LLM Is Not Enough (For Self-Service Analytics)
Introduction
A few weeks ago, Microsoft announced a new data analytics product called Fabric. One of Fabric’s most exciting features is a chat interface that allows users to ask data questions in human language. So instead of waiting in a data request queue, everyone gets instant answers to their data questions.
Since the release of OpenAI and open-source LLMs, analytics vendors from big to small are scrambling to integrate modern LLMs into their products. Between Microsoft and a flurry of data vendors with shiny demos and glitzy promises, the future seems bright. “Unlock hidden insights with AI,” they say, “The power of AI at your fingertips” they proclaim. And so it goes, on and on and on.
Beneath the surface, the truth is often far less glamorous.
An AI assistant can give you instant answers to your data questions, but can you trust them?
There is a big difference between being fast and being reliable. I can give you the answer for 4566 * 145966
in 1 second. It’s fast, but it’s certainly not correct, just like how the SQL query generated by the AI assistant in the Fabric demo was not correct (despite being generated quickly).
This is not a rare case.
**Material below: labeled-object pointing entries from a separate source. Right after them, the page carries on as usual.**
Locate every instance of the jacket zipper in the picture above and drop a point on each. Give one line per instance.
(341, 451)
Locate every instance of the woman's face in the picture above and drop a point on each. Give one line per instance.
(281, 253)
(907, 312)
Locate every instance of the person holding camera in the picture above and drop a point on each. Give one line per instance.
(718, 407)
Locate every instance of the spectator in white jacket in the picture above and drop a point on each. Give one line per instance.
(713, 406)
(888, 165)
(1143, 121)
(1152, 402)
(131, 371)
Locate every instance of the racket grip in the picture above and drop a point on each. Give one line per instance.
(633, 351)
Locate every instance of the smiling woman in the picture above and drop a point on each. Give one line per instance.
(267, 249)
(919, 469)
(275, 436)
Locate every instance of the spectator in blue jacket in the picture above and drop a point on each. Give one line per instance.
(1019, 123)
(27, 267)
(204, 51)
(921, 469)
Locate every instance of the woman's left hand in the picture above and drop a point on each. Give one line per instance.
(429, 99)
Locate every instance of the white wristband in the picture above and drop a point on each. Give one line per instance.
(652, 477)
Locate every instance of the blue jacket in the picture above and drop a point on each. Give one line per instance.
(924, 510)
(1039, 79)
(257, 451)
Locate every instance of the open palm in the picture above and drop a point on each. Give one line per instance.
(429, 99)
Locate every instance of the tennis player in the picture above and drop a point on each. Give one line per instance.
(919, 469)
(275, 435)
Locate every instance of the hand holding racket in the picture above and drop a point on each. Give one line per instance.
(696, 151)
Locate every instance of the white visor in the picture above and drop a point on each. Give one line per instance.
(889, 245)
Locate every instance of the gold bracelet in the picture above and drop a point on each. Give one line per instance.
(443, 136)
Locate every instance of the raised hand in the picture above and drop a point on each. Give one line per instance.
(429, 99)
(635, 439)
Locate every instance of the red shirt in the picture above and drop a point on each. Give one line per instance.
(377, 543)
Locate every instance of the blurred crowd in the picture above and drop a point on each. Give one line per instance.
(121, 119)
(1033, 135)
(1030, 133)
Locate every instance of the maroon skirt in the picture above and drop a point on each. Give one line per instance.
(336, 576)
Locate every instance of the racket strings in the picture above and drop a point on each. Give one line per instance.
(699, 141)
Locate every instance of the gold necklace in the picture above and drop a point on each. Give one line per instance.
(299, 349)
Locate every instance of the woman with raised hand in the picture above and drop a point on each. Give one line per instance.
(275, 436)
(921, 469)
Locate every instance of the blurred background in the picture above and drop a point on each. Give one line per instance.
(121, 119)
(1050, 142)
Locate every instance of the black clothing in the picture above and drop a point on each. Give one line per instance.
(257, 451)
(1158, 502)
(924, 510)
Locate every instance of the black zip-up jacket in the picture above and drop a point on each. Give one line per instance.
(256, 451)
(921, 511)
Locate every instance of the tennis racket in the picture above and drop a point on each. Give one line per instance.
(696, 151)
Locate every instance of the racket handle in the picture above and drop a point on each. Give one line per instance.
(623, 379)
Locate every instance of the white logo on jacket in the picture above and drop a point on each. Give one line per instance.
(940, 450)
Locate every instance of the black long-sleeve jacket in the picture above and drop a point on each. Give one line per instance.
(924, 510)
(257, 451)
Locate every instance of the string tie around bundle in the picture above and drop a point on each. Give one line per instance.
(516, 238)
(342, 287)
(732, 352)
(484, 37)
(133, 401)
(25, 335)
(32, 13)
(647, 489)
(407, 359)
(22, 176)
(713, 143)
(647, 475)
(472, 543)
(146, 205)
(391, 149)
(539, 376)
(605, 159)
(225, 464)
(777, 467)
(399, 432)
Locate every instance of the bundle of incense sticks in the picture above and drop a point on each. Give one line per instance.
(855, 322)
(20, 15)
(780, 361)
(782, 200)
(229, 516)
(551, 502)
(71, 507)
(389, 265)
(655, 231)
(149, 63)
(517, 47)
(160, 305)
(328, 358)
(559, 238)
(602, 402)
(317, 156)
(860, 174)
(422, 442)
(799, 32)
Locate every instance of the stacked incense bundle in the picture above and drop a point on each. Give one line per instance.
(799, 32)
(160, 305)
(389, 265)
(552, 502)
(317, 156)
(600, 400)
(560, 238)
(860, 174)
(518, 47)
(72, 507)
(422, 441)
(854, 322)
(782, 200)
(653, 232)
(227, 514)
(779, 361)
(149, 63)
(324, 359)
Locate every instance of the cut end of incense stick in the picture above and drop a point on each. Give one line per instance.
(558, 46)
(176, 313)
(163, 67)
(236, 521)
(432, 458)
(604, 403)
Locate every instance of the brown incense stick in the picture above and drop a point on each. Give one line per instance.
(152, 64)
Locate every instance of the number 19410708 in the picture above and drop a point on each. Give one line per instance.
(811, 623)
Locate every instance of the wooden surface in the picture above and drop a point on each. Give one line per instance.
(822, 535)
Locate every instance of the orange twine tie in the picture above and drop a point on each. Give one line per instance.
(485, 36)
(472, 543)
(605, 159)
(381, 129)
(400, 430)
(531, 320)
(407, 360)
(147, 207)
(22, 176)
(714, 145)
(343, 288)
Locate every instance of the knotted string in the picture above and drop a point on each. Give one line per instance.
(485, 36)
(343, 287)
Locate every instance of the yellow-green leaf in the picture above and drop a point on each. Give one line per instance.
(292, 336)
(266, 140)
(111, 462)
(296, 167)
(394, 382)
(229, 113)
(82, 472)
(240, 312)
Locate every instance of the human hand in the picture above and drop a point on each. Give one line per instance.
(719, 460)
In this article, an analyst tries to use ChatGPT to generate SQL in a showdown between humans and machines. ChatGPT was right about 50% of the time. This is fine when used by analysts who can check the validity of the output, but a total disaster as a self-service analytics tool for non-technical business users.
This is not to say that LLMs have no place in the BI world. We’ve all seen the power of LLMs in the palms of data analysts: quickly generating SQL/Python code for ad-hoc analysis, brainstorming ideas during research, or eloquently summarizing complex analyses.
But before you’re convinced that LLMs can be easily integrated into your current BI tool to make your self-service dream come true*,* let’s take the whole thing with a healthy dose of skepticism. Let's seek proof, not from glossy brochures and snazzy demos, but from first-principled reasoning and understanding the very components that LLMs are made of.
This series is divided into 2 parts.
In part one (this post), we’ll try to convince you that: Yes, LLM will change the landscape of self-service analytics, but it will not be done quickly, nor the technology by itself is enough to power next-generation self-service analytics tools. We’ll also show why data semantic layer is a crucial component in building an LLM-powered self-service analytics system.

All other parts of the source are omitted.